Today, The Rose still has a reputation for good food and drink, and a refuge if you get caught by the tide.
It has a pond, a lovely cottage garden at the front and tables and seating in the back. It offers B and B and can cater for meetings, wakes, and weddings. The old part still reflects the building's great age but a large modern conservatory was added to the back to make more room for dining. Penny was shown around what changes have been made to her family's old living quarters upstairs and felt completely disorientated it was so different from when she was a child.
Peldon History Project
Thanks to: Penny Burr
Essex County Standard
Hervey Benham Essex At War
The Mead and The Pullen Families - from censuses and trade directories.
In early censuses, Jane's father, Samuel Mead, is listed as a farm labourer and the family are living in
Messing until the 1861 Mersea census reveals they have moved to Mersea.
In Kelly's trade directories of 1870 and 1871 Samuel is listed as running The Fox, West Mersea, (although he is still down as an agricultural worker in the census of 1871). Judging by Kelly's directories from 1874 and 1878 Samuel has subsequently become a grocer and landlord of The Dog and Pheasant in West Mersea.
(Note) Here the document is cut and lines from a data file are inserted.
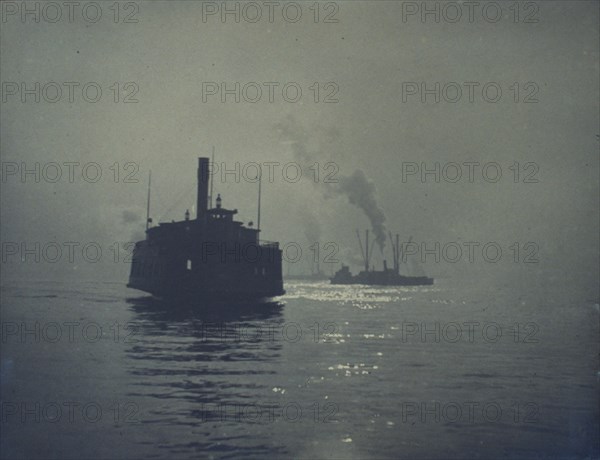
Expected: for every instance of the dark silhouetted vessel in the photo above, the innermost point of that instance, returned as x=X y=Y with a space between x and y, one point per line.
x=385 y=277
x=212 y=257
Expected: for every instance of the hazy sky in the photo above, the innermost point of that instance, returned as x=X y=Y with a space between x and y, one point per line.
x=365 y=57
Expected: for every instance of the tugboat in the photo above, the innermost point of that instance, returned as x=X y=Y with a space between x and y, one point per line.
x=385 y=277
x=211 y=257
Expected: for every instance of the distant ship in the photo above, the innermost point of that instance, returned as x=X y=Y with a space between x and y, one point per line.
x=211 y=257
x=385 y=277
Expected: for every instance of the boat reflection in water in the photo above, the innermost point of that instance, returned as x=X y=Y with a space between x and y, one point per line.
x=193 y=367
In the census of 1881 his son Charles, Jane's brother, is running The Dog and Pheasant, and Samuel and his wife Sarah have moved to Peldon close to The Rose where his daughter Jane and her husband are now landlord and landlady.
Jane married George Pullen of West Mersea in 1868 and by the 1871 census they were living in the road leading to the church in West Mersea, George working as a fisherman. In 1874 George seems to have taken over the Fox from his father-in-law according to Kelly's directory and is still listed as landlord in 1878. By the 1881 census George and Jane have two children George William aged 12 and Lily J aged 9 and are running the Peldon Rose pub. George is described as an Innkeeper and market gardener. So it would seem that George and Jane took over The Rose between 1878 and 1881.
In 1891 George Pullen is described as an Innkeeper and seed grower and their son, George William, as a cattle dealer. Jane's parents are living nearby. Jane's father dies in 1895 and his death aged 80 in West Ham and away from home could be explained by the fact that his grandson, George William Pullen, is running The Yorkshire Grey pub in West Ham in the 1901 census, with his wife, Laura (née Green) and two children, Basil Ivan Pullen and Clare Green Pullen. They are by the following year no longer there and there is another licensee. The fact that Samuel, his grandad, seems to have died in West Ham in 1895 could be explained by George already managing the pub there by then.
Samuel and Sarah were both buried in Peldon Churchyard. Samuel died in 1895 at the age of 80 and Sarah in 1910 at 93.
By the next census in 1901 their children are no longer at home and George and Jane are still running The Rose.
Their son, George William dies in 1908. Then George dies in 1909. By the 1911 census Jane has her grandson Basil Ivan aged 13, born in Blackheath, East Donyland, living with her and two women who are bar staff and cook. A difficult time for Jane, her father dying in 1895, then her son George William in 1908 and her grandson, Basil Ivan, subsequently living with her, her husband George dying in 1909 and then her mother in 1910.